Fu deciso all'unanimità di approvare Mikhail Gorbachev nel posto più alto del paese. Ma non riuscì a resistere per molto tempo in un nuovo posto, e il 25 dicembre 1991, dovette dimettersi. E il giorno dopo, è stata approvata una decisione per porre fine all'esistenza del più grande stato del pianeta. Alla luce di questi eventi, Gorbaciov passò alla storia come l'ultimo presidente dell'URSS.

Politica estera

Nel processo di democratizzazione generale, nel campo della politica estera sono stati compiuti passi concreti per il riavvicinamento e la cooperazione con i paesi dell'Europa occidentale e degli Stati Uniti. È stato creato un intero programma, chiamato "New Thinking". Ha detto che il mondo non dovrebbe essere diviso in due campi di guerra, dove i conflitti sono risolti con l'aiuto della forza militare.

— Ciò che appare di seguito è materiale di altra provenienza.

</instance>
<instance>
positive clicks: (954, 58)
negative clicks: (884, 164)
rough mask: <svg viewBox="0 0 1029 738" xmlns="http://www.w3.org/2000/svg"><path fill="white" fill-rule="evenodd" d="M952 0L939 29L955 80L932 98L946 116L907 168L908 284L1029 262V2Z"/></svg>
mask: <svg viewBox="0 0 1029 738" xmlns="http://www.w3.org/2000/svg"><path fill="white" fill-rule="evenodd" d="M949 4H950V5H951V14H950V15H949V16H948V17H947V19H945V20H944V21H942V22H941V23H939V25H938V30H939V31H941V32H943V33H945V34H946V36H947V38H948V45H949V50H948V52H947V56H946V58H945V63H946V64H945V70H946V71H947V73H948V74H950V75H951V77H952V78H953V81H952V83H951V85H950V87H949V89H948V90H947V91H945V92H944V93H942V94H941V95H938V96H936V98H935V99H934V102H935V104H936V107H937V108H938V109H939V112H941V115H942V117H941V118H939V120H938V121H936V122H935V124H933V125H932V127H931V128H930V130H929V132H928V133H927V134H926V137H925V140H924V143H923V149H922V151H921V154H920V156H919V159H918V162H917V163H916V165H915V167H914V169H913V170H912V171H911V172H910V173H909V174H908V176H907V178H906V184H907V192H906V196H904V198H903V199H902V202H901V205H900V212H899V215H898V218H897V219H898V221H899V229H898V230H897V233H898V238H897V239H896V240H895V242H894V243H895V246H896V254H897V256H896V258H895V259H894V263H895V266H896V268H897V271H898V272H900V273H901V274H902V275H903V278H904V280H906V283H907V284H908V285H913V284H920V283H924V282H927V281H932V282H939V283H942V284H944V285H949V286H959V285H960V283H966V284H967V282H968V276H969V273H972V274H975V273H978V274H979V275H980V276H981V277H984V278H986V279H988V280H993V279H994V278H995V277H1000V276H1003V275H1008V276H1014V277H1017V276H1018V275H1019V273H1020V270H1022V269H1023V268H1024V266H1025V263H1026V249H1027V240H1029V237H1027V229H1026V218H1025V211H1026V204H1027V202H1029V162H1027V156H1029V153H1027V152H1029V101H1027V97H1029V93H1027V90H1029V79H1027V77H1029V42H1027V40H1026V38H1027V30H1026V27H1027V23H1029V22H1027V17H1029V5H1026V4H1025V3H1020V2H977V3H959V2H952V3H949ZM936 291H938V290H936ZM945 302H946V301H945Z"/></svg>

Disintegrazione del presidente dell'URSS

Nelle nuove condizioni, è stata riconosciuta la libertà di scelta di tutti i cittadini. A tal fine, l'influenza del Partito comunista sui governi dei paesi dell'Europa orientale è stata ridotta. Ciò ha portato all'ascesa delle rivolte, a seguito della quale la leadership socialista è stata sconfitta in molti stati dell'Europa centrale e orientale. Durante i negoziati di Gorbaciov con Reagan, fu presa una decisione per ridurre il potenziale nucleare di entrambi i paesi, compresi i missili a medio e corto raggio. Questo ha segnato l'inizio della fine della Guerra Fredda. La questione con le truppe russe in Afghanistan è rimasta irrisolta. Ma durante i negoziati con gli Stati Uniti, fu raggiunto un accordo, secondo il quale gli americani smisero di fornire assistenza militare ai Mujaheddin, con riserva del ritiro del contingente russo dal territorio del paese.

Risultati del Consiglio

L'attività politica di Mikhail Gorbaciov non può essere valutata in modo inequivocabile. Da un lato, è un riformatore che ha lottato per far uscire il paese dalla stagnazione e per stabilire un dialogo con l'Occidente. D'altra parte, tutte le sue decisioni erano inefficaci e, di conseguenza, hanno accelerato il crollo dell'URSS. Il presidente Gorbaciov non fu mai in grado di prendere piede nel suo incarico e tra le masse vinse la gloria di un politico filoamericano che distrusse l'Unione Sovietica. Comunque sia, Gorbaciov è entrato nella storia come primo e ultimo presidente dell'URSS che è riuscito a mettere fine alla Guerra Fredda.